The dynamic weight computation adapts the influence of knowledge and causal components based on training progress and model confidence. Early in training, knowledge receives higher weight, while causal insights become more influential as the causal model becomes more reliable.

## Algorithm 4: Complete KARMA Training Loop

The complete KARMA training algorithm integrates all components into a unified learning framework that alternates between policy learning and model updates.

```
Algorithm 4: KARMA Training Loop
Input: Environment env, initial policy π_0, knowledge graph G, hyperparameters
Output: Trained policy π*, learned causal model C*

1: // Initialize components
2: π ← π_0
3: knowledge_embeddings ← train_knowledge_embeddings(G)
4: causal_model ← initialize_causal_model()
5: SCM ← initialize_SCM()
6: experience_buffer ← ∅

7: for episode = 1 to max_episodes do
8:    // Collect trajectory
9:    trajectory ← ∅
10:   state ← env.reset()
11:   
12:   for step = 1 to max_steps do
13:      // Augment state with knowledge
14:      augmented_state ← integrate_knowledge(state, G, knowledge_embeddings)
15:      
16:      // Select action
17:      action ← π.select_action(augmented_state)
18:      
19:      // Execute action
20:      next_state, reward, done ← env.step(action)
21:      
22:      // Compute adjusted reward
23:      if len(experience_buffer) > min_buffer_size then
24:         R_knowledge ← compute_knowledge_reward(state, action, next_state, G)
25:         R_causal ← compute_causal_reward(state, action, reward, next_state, SCM)
26:         adjusted_reward ← combine_rewards(reward, R_knowledge, R_causal, episode)
27:      else
28:         adjusted_reward ← reward
29:      end if
30:      
31:      // Store experience
32:      experience ← (state, action, adjusted_reward, next_state, done)
33:      trajectory ← trajectory ∪ {experience}
34:      experience_buffer ← experience_buffer ∪ {experience}
35:      
36:      state ← next_state
37:      if done then break
38:   end for
39:   
40:   // Update policy
41:   if len(experience_buffer) > batch_size then
42:      batch ← sample_batch(experience_buffer, batch_size)
43:      π ← update_policy(π, batch)
44:   end if
45:   
46:   // Update causal model periodically
47:   if episode % causal_update_frequency == 0 then
48:      causal_data ← extract_causal_data(experience_buffer)
49:      causal_model ← update_causal_model(causal_model, causal_data, G)
50:      SCM ← update_SCM(SCM, causal_model, causal_data)
51:   end if
52:   
53:   // Update knowledge embeddings periodically
54:   if episode % knowledge_update_frequency == 0 then
55:      knowledge_embeddings ← update_knowledge_embeddings(G, experience_buffer)
56:   end if
57: end for

58: return π, causal_model
```

This complete algorithm demonstrates how KARMA integrates knowledge representation, causal learning, and reward adjustment into a cohesive training framework.

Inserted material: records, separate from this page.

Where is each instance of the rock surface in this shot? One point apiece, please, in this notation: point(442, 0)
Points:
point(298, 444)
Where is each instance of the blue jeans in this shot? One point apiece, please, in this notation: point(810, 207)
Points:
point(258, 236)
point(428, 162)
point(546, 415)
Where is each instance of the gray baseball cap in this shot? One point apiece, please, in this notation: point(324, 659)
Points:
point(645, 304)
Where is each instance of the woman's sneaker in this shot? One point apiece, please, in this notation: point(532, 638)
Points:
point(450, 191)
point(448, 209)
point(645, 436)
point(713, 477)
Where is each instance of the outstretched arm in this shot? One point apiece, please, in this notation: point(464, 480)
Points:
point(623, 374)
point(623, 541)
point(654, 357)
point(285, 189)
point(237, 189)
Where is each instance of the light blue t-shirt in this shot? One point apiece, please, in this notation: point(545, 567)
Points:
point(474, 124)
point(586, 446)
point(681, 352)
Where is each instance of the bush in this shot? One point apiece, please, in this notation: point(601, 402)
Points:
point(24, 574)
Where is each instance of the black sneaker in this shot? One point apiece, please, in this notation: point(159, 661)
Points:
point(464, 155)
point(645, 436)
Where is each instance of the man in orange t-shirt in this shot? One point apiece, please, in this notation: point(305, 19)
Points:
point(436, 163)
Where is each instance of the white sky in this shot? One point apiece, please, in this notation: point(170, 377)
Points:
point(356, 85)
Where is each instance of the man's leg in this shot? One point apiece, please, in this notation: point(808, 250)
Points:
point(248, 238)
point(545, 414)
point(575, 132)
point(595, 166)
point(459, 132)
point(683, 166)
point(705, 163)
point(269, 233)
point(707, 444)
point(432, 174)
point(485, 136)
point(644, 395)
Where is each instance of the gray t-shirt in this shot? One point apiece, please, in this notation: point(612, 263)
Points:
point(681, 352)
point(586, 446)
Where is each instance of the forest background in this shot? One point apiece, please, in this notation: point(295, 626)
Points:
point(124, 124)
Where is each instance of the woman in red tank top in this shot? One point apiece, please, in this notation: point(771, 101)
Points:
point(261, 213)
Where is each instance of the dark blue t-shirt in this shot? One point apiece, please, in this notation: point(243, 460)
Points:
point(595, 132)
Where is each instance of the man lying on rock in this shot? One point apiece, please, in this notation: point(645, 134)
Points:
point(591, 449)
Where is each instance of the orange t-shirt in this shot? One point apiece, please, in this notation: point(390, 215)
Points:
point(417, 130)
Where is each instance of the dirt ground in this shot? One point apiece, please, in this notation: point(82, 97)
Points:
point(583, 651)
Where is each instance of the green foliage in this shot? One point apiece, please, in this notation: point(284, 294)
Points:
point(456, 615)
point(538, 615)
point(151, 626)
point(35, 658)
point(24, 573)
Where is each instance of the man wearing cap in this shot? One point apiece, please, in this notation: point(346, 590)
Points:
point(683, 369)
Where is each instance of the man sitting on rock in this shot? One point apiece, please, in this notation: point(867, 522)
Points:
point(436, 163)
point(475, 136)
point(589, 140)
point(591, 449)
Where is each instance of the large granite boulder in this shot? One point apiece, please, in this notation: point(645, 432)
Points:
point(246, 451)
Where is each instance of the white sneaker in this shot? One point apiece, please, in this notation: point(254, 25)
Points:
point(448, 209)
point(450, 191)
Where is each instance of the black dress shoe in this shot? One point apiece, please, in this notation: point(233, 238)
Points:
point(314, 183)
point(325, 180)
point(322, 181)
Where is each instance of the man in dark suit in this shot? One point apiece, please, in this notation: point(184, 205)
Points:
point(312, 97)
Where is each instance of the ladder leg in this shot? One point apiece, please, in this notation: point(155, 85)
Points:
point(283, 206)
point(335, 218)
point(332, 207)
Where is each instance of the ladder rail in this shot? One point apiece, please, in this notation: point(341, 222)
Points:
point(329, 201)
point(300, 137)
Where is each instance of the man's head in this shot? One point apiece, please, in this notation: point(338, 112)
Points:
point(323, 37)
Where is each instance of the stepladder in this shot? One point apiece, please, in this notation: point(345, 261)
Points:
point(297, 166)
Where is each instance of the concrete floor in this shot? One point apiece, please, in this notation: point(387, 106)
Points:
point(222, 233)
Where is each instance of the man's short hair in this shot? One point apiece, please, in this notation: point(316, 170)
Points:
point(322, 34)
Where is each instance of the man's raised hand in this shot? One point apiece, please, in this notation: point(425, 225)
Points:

The periodic updates of causal models and knowledge embeddings ensure that the system continuously improves its understanding of the environment while learning effective policies.

The algorithms presented here provide the detailed implementation foundation for the KARMA framework, enabling researchers to reproduce and extend the work while maintaining the theoretical guarantees established in the main paper.